The team concluded that this model could be used in the future to test develop conventional iimproved therapies such as radiotherapy, chemotherapy, immunotherapy, or virotherapy for personalized medicine, or could be further implemented in a microfluidic device to perform drug screening discovery for personalized medicine.

Maintaining an intact tumor immune microenvironment in PDTs

Another team of researchers used a combination of high-content image analysis, flow cytometry, and cytokine analysis to compare the tumor immune microenvironment in PDTs with matched 2D dissociated cells from the same subjects.2  

Multiplex cytokine release assays revealed that removal of the ECM by digestive enzymes significantly affected the tumor immune microenvironment. When the tumor models were treated with two immuno-oncology drugs, pembrolizumab (Keytruda®) and atezolizumab (Tecentriq®), flow cytometry analysis demonstrated differential T-cell and NK cell activation between the unpropagated 3D-tumoroid and dissociated cell suspension models. Finally, high-content imaging studies combined with flow death analysis indicated that the tumor ECM may plays an important role in tumor cell killing by immuno-oncology drugs.

“Our data shows the importance of maintaining the stoichiometry and cell-to-cell interactions of the tumor microenvironment,” concluded the researchers. “These data [also] demonstrate that intact tumor ECM within unpropagated 3D tumoroids is critical for a more accurate assessment of therapy-mediated changes in tumor immune microenvironment.”

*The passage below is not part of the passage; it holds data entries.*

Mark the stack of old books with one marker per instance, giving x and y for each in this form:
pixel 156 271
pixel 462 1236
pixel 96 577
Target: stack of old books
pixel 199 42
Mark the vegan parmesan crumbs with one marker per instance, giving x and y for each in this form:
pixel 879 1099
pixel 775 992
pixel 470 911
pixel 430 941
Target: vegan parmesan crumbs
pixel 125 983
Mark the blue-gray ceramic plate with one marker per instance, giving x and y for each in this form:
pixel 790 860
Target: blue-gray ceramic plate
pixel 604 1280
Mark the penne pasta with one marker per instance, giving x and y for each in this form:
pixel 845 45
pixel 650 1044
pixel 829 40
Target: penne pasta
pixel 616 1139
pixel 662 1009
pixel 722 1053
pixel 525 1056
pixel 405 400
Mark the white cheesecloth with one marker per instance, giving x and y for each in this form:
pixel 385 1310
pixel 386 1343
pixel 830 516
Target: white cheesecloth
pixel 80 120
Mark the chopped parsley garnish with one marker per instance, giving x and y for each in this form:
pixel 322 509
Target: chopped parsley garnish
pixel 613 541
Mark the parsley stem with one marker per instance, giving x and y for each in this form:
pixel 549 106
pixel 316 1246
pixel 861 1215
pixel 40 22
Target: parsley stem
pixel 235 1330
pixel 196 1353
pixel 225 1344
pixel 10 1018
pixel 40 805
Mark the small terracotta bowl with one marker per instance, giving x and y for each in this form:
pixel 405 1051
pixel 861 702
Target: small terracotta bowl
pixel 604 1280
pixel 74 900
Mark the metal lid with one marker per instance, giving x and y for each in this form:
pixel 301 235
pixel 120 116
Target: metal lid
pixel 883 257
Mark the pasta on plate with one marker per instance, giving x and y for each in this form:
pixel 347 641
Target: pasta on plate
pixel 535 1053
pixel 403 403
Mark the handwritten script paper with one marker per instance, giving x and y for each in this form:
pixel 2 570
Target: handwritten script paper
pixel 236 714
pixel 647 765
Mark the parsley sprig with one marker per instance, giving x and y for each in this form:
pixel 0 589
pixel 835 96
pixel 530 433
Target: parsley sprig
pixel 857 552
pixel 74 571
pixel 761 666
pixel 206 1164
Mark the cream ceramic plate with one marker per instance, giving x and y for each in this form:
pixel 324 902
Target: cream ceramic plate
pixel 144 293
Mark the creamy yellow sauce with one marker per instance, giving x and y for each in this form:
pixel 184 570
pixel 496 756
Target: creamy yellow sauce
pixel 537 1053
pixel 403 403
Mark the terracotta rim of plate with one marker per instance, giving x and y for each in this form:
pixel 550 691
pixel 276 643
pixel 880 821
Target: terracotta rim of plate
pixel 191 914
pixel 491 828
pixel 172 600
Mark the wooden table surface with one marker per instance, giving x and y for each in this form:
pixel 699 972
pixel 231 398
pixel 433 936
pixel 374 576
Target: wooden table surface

For research use only. Not for use in diagnostic procedures.

References
  1. Seitlinger, J., Nounsi, A., Idoux-Gillet, Y., Santos Pujol, E., Lê, H., Grandgirard, E., Olland, A., Lindner, V., Zaupa, C., Balloul, J., Quemeneur, E., Massard, G., Falcoz, P., Hua, G. and Benkirane-Jessel, N., 2022. Vascularization of Patient-Derived Tumoroid from Non-Small-Cell Lung Cancer and Its Microenvironment. Biomedicines, 10(5), p.1103.
  2. Agrawal, V., Mediavilla-Varela, M., Page, M., Kreahling, J. and Altiok, S., 2019. Abstract 42: The importance of intact tumor immune microenvironment in unpropagated 3D fresh patient tumoroids in immuno-oncology drug testing for immunogenic tumor cell death and T-cell activation. Cancer Research, 79(13_Supplement), pp.42-42.